Footnote 147:[ (return) ] Now the Ponte Molle.
Of the great Siege of Rome, which began on that day, early in March, 537, and lasted a year and nine days, till March, 538, a siege perhaps the most memorable of all that "Roma Æterna" has seen and has groaned under, as part of the penalty of her undying greatness, it will be impossible here to give even a meagre outline. The events of those wonderful 374 days are chronicled almost with the graphic minuteness of a Kinglake by a man whom we may call the literary assessor of Belisarius, the rhetorician Procopius of Cæsarea.
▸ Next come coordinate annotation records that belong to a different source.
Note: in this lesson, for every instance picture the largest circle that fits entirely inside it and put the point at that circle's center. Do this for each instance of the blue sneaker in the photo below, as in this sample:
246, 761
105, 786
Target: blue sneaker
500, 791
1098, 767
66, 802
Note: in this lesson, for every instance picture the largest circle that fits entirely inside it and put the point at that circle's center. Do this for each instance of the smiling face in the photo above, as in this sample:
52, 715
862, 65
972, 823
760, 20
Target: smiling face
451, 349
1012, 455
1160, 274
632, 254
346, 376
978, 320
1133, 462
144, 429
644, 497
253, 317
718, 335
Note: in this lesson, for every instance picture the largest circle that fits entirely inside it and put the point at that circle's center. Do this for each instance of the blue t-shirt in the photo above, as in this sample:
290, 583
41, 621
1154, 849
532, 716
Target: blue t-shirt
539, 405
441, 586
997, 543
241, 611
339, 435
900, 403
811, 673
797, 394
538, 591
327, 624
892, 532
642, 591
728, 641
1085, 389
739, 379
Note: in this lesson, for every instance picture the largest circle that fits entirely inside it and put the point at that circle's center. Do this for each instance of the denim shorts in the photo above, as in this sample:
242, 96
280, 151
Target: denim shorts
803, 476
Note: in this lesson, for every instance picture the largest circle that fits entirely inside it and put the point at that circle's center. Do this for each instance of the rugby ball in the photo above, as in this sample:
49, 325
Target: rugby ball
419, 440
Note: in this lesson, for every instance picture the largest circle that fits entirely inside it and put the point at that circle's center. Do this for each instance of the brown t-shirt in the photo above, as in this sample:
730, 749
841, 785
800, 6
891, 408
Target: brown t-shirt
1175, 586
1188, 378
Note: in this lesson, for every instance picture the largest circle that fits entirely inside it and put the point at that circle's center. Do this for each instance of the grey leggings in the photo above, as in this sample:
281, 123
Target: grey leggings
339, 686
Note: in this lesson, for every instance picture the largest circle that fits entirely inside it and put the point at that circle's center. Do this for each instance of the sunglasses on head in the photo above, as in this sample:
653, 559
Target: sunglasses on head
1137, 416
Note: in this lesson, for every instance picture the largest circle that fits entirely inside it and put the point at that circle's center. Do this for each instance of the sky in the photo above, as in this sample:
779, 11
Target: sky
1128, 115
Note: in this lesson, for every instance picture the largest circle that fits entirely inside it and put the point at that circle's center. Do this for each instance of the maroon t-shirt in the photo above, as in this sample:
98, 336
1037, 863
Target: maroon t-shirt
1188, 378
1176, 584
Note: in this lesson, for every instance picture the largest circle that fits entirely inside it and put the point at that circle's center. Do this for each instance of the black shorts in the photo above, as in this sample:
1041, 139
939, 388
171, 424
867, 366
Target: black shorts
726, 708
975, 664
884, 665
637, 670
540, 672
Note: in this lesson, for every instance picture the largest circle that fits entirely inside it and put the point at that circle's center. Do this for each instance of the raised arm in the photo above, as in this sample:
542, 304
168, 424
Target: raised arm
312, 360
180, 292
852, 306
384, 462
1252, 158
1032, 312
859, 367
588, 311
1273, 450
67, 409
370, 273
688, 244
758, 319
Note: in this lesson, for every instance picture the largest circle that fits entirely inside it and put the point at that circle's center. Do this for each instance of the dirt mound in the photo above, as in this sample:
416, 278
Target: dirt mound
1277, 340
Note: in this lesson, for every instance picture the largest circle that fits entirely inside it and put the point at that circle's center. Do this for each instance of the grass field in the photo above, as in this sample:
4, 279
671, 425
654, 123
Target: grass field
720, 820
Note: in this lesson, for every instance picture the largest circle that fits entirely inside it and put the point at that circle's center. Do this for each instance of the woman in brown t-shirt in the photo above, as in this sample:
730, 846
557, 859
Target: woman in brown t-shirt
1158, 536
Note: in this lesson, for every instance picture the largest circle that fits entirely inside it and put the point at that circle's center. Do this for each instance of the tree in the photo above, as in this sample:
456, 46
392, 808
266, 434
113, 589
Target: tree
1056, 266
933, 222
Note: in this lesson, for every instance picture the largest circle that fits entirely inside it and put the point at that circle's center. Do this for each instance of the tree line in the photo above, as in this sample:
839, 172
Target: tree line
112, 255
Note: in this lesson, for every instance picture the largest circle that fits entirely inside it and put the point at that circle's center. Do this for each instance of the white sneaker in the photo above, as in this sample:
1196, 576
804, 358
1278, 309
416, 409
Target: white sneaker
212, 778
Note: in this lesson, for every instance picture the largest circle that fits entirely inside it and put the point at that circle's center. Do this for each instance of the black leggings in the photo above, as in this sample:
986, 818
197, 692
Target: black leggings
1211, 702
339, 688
One or two incidents of the siege may be briefly noticed here, and then we must hasten onwards to its close.
Owing to the vast size of Rome not even the host of the Goths was able to accomplish a complete blockade of the City. They formed seven camps six on the left and one on the right bank of the Tiber, and they obstructed eight out of its four teen gates; but while the east and south sides of the City were thus pretty effectually blockaded, there were large spaces in the western circuit by which it was tolerably easy for Belisarius to receive reinforcements, to bring in occasional convoys of provisions, and to send away non-combatants who diminished his resisting power. One of the hardest blows dealt by the barbarians was their severance of the eleven great aqueducts from which Rome received its water. This privation of an element so essential to the health and comfort of the Roman under the Empire (who resorted to the bath as a modern Italian resorts to the café or the music hall), was felt as a terrible blow by all classes, and wrought a lasting change, and not a beneficial one, in the habits of the citizens, and in the sanitary condition of Rome. It also seemed likely to have an injurious effect on the food supply of the City, since the mills in which corn was ground for the daily rations of the people were turned by water-power derived from the Aqueduct of Trajan. Belisarius, however, always fertile in resource, a man who, had he lived in the nineteenth century, would assuredly have been a great engineer, contrived to make Father Tiber grind out the daily supply of flour for his Roman children. He moored two barges in the narrowest part of the stream, where the current was the strongest, put his mill-stones on board of them, and hung a water-wheel between them to turn his mills. These river water-mills continued to be used on the Tiber all through the Middle Ages, and even until they were superseded by the introduction of steam.